Yes, it does depend on the person and circumstances. If it is a sudden depression brought on by a chemical imbalance after surgery, then the most appropriate thing is probably just to manage it with medication until body chemistry balances out.
If, however, the depression is a response to events in the person’s life, that person would do well to seek a wise friend or therapist to help them think through those issues and their responses to them. Medication may be needed to bring body chemistry to a level where good therapy can occur.
I experienced deep depression in mid-life after beginning therapy to address the affects of longterm child abuse. I read a lot about depression. One of the things I read I consider wise. It said to “embrace” the depression. In our American culture we avoid pain and want quick fixes. But quick fixes and pain killing is often not the best way to address longterm life problems. Depression can actually be a friend. It is like a warning signal, telling us something is wrong, adjustments need to be made. Depression often requires us (by its nature) not to be so active. It can be a time when we can look inward at how we are feeling about painful events. We can write our feelings. I found journaling very helpful. Sometimes we don’t know what to journal, but the experts said just try to start writing and the words will eventually come. That did happen. And I was able to express on paper many feelings which I had never voiced before, probably never even been allowed to feel before because it had not been safe.
Those who have depression can look back on it as a season in their life when they grew. It can be a kind of desert experience, painful, difficult, but growth often requires such things.
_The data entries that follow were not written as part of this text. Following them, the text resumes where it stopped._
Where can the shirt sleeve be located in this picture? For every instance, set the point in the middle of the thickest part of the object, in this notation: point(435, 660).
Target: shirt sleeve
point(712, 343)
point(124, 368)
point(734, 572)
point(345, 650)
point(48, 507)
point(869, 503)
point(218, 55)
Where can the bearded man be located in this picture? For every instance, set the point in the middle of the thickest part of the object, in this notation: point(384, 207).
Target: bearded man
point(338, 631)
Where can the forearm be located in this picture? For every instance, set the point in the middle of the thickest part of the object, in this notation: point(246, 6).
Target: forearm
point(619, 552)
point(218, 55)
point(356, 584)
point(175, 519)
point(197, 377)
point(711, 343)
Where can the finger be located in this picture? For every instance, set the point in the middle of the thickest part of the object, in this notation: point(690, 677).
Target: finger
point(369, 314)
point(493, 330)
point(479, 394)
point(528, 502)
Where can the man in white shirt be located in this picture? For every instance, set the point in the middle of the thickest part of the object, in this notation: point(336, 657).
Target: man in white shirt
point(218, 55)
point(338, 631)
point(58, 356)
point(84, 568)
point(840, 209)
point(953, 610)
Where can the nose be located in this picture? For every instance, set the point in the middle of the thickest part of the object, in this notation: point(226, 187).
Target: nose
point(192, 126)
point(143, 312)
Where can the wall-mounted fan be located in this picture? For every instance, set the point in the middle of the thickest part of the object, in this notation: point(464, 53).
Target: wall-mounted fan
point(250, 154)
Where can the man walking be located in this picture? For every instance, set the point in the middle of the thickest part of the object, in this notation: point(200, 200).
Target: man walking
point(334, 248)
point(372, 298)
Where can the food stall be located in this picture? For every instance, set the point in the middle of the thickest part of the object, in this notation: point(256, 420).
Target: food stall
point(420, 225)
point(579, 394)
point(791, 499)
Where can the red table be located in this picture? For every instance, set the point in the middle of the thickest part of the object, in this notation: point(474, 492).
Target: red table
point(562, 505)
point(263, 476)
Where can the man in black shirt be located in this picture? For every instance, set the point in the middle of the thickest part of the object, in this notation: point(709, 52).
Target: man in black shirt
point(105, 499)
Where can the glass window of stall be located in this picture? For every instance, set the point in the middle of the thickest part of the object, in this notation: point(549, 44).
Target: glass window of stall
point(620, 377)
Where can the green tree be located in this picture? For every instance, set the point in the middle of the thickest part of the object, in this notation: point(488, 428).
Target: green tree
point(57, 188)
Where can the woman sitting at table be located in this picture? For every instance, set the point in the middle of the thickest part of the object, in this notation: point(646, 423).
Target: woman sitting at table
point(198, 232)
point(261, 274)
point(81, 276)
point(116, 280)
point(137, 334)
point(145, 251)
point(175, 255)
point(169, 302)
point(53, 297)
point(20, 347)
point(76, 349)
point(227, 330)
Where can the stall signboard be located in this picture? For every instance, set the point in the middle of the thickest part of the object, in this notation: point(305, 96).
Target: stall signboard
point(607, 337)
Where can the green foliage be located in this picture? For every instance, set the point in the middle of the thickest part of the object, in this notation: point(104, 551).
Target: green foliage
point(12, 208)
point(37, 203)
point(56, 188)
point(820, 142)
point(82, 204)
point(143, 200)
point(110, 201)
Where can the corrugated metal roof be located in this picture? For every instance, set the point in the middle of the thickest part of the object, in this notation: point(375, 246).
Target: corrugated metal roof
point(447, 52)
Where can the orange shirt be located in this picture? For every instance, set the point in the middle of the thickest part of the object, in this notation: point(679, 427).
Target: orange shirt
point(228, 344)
Thanks for the thinking out loud with me here, Wayne and Milly. Wayne, maybe you should be a guest post-er on this series. You articulated very well some of the things I’m thinking about and was heading in the direction of, possibly in my next post. I have so many thoughts jumbling around in my head and am trying to break them down, step-by-step. Anyway, your words really help me sort through my thinking.
Also, Wayne, do you remember where you read about embracing depression? It resonates with things I’ve read from Viktor Frankl, whose writings have shaped much of my thinking on this and related issues.
John, I did a bit of digging to find out more about ergo-therapy, but found very little information in a language I could understand. However, I chewed on what I could add up about it, overnight, and this morning it kept running through my mind that this sounded quite a bit like what we call occupational therapy, even though I’ve never thought about occupational therapy with regards to depression.
So, I did a quick search for that this morning, and BINGO–there is quite a lot of helpful and interesting information.
I agree with the above Depression can have multiple causes, and needs to be approached according to the individual circumstances. I know several people who seem to suffer from biochemical depression — causeless (as far as anyone can tell) and the obvious solution is to take medication to control it. On the other hand, if there’s a real cause (whether it’s bereavement, abuse or something else) then the important thing is to deal with the source of pain, not wallpaper over it. When I was dealing intensively with my abuse issues, I remember my counsellor saying that she didn’t like her clients to take anti-depressants unless they were dangerously depressed (eg suicidal) because if they weren’t feeling any pain they had no motivation to work through their issues and resolve them.
Thanks, Lynne, for your helpful thoughts. You, also, are helping me narrow down some of the things I was feeling the need to explore here. I’ve often heard depression (particularly as concerns taking anti-depressants) compared to diabetes and taking insulin. But, I find depression to be more analogous to pain, which is a warning system, rather than a disease like diabetes, which is a misfunction (of course, pain can also be a misfunction, and so, I believe, can depression. But I think these circumstances are the less common scenario, though we often interact with them as the default).